In thermodynamic applications, laser-welded fin tubes deliver excellent convective heat transfer coefficients not only under single-phase fluid flow conditions but also hold substantial engineering value for phase change heat transfer (such as condensation or boiling).

Specifically in the design of clean gas fin tube heat exchangers, the scientific arrangement of fin pitch and finning ratio effectively guides the development of the fluid boundary layer, thereby achieving optimal heat transfer enhancement.

Traditional mechanical embedding or high-frequency welding processes are prone to thermal resistance degradation over long-term operation. In contrast, the laser welding process achieves an exceptionally high weld penetration rate.

• Zero Contact Thermal Resistance: Laser deep penetration welding creates a complete metallurgical bond between the fin and the base tube (e.g., austenitic stainless steel or carbon steel materials). This structure fundamentally eliminates physical gaps, reducing the interface contact thermal resistance to near zero.
• Corrosion Resistance: The 100% root metallurgical bond effectively prevents crevice corrosion, which is highly likely to occur under severe operating conditions. In specific material and fluid environments, this practically ensures the structural integrity and service life of the equipment.

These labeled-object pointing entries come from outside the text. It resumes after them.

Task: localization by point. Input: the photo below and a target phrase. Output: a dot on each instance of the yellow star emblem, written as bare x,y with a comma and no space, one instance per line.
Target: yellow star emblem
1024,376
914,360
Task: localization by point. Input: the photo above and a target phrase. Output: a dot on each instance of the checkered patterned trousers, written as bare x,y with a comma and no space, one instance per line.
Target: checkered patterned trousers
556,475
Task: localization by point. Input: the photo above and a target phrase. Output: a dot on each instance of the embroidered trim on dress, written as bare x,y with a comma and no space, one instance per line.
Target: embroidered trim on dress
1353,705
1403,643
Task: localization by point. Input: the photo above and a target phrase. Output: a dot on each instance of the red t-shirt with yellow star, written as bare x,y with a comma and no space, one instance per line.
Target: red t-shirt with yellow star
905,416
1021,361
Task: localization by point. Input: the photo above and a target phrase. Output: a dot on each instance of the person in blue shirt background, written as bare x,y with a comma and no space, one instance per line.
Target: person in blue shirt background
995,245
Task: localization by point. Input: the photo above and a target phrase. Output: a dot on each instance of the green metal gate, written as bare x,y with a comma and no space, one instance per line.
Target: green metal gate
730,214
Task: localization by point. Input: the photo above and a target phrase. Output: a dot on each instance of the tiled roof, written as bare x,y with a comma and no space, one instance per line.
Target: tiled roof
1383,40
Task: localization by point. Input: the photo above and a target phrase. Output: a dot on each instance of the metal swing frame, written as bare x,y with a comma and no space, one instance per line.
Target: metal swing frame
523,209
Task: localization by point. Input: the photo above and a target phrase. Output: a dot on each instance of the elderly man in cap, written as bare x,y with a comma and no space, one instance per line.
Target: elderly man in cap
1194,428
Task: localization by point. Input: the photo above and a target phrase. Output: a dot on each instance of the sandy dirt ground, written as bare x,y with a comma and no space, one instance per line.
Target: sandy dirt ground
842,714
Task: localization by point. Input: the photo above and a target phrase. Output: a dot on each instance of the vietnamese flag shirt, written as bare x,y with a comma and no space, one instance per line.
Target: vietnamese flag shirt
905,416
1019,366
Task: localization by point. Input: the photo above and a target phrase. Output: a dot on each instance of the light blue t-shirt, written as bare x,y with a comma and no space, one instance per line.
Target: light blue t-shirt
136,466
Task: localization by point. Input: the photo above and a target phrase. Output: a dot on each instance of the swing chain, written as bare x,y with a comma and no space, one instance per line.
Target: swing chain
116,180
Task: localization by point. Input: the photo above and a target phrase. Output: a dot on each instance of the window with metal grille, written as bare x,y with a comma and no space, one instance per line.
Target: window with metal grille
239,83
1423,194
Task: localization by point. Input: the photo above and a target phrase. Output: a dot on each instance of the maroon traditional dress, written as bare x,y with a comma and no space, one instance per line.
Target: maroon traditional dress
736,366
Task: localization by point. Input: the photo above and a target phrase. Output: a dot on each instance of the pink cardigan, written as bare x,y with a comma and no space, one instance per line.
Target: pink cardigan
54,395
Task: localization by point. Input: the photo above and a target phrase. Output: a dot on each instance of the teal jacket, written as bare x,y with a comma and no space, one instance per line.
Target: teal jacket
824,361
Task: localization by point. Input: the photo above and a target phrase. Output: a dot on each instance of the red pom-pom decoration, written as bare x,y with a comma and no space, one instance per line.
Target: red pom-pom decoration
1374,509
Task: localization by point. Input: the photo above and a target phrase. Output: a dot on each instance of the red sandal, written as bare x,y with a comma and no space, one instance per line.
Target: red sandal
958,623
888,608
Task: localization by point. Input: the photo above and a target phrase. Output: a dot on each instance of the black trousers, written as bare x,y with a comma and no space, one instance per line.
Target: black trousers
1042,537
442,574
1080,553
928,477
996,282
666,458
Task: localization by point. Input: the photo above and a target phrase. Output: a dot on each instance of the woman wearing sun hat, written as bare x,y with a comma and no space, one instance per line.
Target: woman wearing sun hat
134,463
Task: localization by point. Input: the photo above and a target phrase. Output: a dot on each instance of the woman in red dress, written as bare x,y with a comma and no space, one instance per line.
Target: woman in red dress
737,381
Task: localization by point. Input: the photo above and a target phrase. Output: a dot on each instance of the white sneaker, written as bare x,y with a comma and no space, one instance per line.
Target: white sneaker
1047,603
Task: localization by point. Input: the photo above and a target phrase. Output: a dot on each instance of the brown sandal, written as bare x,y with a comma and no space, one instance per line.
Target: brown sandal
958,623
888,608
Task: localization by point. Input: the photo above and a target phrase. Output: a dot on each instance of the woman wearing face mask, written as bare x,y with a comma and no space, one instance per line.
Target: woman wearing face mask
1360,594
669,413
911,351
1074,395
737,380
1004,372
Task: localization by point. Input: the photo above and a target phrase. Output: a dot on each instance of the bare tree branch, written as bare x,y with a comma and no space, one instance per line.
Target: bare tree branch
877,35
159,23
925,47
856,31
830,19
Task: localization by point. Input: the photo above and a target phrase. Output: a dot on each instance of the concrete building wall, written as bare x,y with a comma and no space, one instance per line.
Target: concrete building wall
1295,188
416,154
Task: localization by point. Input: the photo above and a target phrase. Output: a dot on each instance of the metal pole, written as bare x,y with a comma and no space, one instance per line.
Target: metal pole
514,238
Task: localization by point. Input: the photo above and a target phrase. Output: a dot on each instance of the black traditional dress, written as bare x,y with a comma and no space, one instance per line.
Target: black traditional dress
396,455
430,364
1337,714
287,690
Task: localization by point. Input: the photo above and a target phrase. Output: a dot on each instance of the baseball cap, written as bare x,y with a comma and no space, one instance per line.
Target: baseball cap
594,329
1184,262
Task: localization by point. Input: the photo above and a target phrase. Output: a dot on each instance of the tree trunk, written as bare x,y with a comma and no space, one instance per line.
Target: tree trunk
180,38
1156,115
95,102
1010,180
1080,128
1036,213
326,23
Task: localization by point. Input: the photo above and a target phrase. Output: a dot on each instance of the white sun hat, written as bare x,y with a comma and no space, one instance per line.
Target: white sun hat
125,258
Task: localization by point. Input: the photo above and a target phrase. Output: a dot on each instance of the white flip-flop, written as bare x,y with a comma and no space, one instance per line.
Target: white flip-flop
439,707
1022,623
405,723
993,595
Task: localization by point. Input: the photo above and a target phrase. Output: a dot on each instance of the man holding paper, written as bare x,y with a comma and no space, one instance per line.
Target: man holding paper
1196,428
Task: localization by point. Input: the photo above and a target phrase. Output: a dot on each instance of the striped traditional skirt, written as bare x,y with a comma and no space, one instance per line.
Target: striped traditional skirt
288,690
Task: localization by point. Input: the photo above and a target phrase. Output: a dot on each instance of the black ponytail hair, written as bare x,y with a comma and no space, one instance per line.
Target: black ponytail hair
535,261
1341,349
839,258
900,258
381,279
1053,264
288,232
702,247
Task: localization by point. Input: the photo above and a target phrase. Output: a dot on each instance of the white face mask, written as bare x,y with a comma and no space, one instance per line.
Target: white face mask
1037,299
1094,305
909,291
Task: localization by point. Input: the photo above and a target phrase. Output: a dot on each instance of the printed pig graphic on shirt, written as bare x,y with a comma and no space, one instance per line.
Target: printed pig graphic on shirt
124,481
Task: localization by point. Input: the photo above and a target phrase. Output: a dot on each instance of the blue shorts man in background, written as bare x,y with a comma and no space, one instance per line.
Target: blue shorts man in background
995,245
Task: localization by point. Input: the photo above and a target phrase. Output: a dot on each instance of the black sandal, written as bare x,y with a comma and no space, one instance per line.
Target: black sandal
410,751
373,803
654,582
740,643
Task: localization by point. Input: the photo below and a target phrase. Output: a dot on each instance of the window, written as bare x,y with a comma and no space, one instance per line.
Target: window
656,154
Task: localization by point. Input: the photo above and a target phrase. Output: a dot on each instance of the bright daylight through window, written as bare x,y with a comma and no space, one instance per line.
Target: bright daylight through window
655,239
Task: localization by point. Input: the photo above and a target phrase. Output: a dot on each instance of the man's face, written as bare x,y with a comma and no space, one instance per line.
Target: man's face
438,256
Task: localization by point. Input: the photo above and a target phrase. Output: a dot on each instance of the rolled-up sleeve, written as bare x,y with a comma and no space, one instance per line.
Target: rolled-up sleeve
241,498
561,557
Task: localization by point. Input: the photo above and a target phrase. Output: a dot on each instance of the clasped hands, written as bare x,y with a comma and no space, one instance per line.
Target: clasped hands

To ensure the reliability and consistency of finned tubes under complex working conditions, the entire production process integrates high-precision quality monitoring systems:

• CCD Real-Time Monitoring: During the automated welding process, a CCD video monitoring system tracks the weld seam trajectory and molten pool dynamics at the millisecond level, ensuring continuous and deviation-free welds.
• Metallographic Verification: Prior to mass production, the first article is strictly inspected using a metallographic analysis system. By taking microscopic cross-sections to measure the actual depth of fusion, weld width, and Heat-Affected Zone (HAZ) conditions, subsequent production is only authorized after all parameters fully comply with relevant pressure vessel or heat exchanger manufacturing standards, ensuring absolute stability in output quality.